Ketiga anaknya adalah anak kandung yang dilahirkannya.
"Saya Parbada Yesss.. Tapi Saya bukan PELAKOR..," tulis Yuli.
Baca juga: Donald Trump Jualan Minyak AS di Tengah Blokade Selat Hormuz
"Dan ketiga anak adalah anak kandung saya ..! Bukan anak bawaan..!" jelasnya.
"Saya seorang ibu yang mengakui dan bangga melahirkan ke-3 anak saya, dan saya akan pertanggungjawabkan mereka kelak Saat Tuhan memanggil saya, pulang kerumah NYA.. Karena bagiku hidup adalah Kristus dan mati adalah keuntungan," ungkap Yuli.
Yuli menegaskan informasi yang menyebutkan ketiga anaknya bukanlah anak kandungnya adalah tidak benar.
Ia menegaskan seluruh anaknya lahir dari rahimnya sendiri di Rumah Sakit Medistra, Jakarta.
“Semua anak saya lahirkan dalam rahim saya. Silakan cek ke dokter yang membantu proses persalinan saya,” ungkap Yuli dalam keterangan tertulisnya pada Kamis (2/4/2026).
Begitu juga dengan tudingan yang menyebut kliennya, Derek Prabu Maras sebagai mualaf.
Informasi tersebut disebutnya merupakan fitnah yang disebarkan oleh pihak tertentu.
“Saya mau tekankan bahwa Derek Prabu Maras beragama Kristen sejak lahir. Jadi tidak benar bahwa Derek Prabu Maras mualaf,” ujar Yuli.
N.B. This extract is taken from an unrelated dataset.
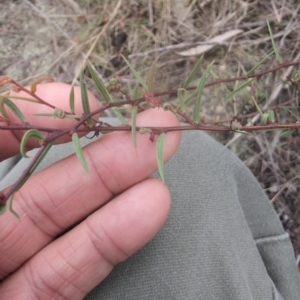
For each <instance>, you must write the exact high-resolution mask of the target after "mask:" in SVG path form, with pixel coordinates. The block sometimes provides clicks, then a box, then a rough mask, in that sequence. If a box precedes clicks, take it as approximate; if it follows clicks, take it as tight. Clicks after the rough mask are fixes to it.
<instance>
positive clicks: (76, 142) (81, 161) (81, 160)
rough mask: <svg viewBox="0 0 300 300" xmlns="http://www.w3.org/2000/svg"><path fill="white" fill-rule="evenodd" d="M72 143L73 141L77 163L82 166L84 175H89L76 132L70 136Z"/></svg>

Mahasiswa Doktor Hukum di Universitas Pelita Harapan (UPH) itu meminta pihak-pihak terkait untuk tidak mencampuradukkan urusan pribadi dengan perkara hukum yang tengah ia tangani.
Menurutnya, pihak lawan seharusnya fokus menghadapi proses persidangan, bukan melontarkan isu yang menyerang kehidupan pribadi.
Ia juga menilai serangan tersebut sebagai upaya untuk melemahkan posisinya dalam menangani perkara yang berkaitan dengan aset Derek Prabu Maras.
“Kalau tidak punya argumen, jangan menyebarkan hoaks. Saya akan tetap menempuh jalur hukum demi keadilan,” kata Yuli.
Yuli menegaskan komitmennya untuk memperjuangkan keadilan terkait aset Derek Prabu Maras yang nilainya disebut mencapai triliunan rupiah.
Menurutnya, aset tersebut dijadikan jaminan utang tanpa pernah diterima oleh kliennya.
“Saya percaya keadilan mungkin datang terlambat, tapi tidak pernah salah alamat,” tuturnya.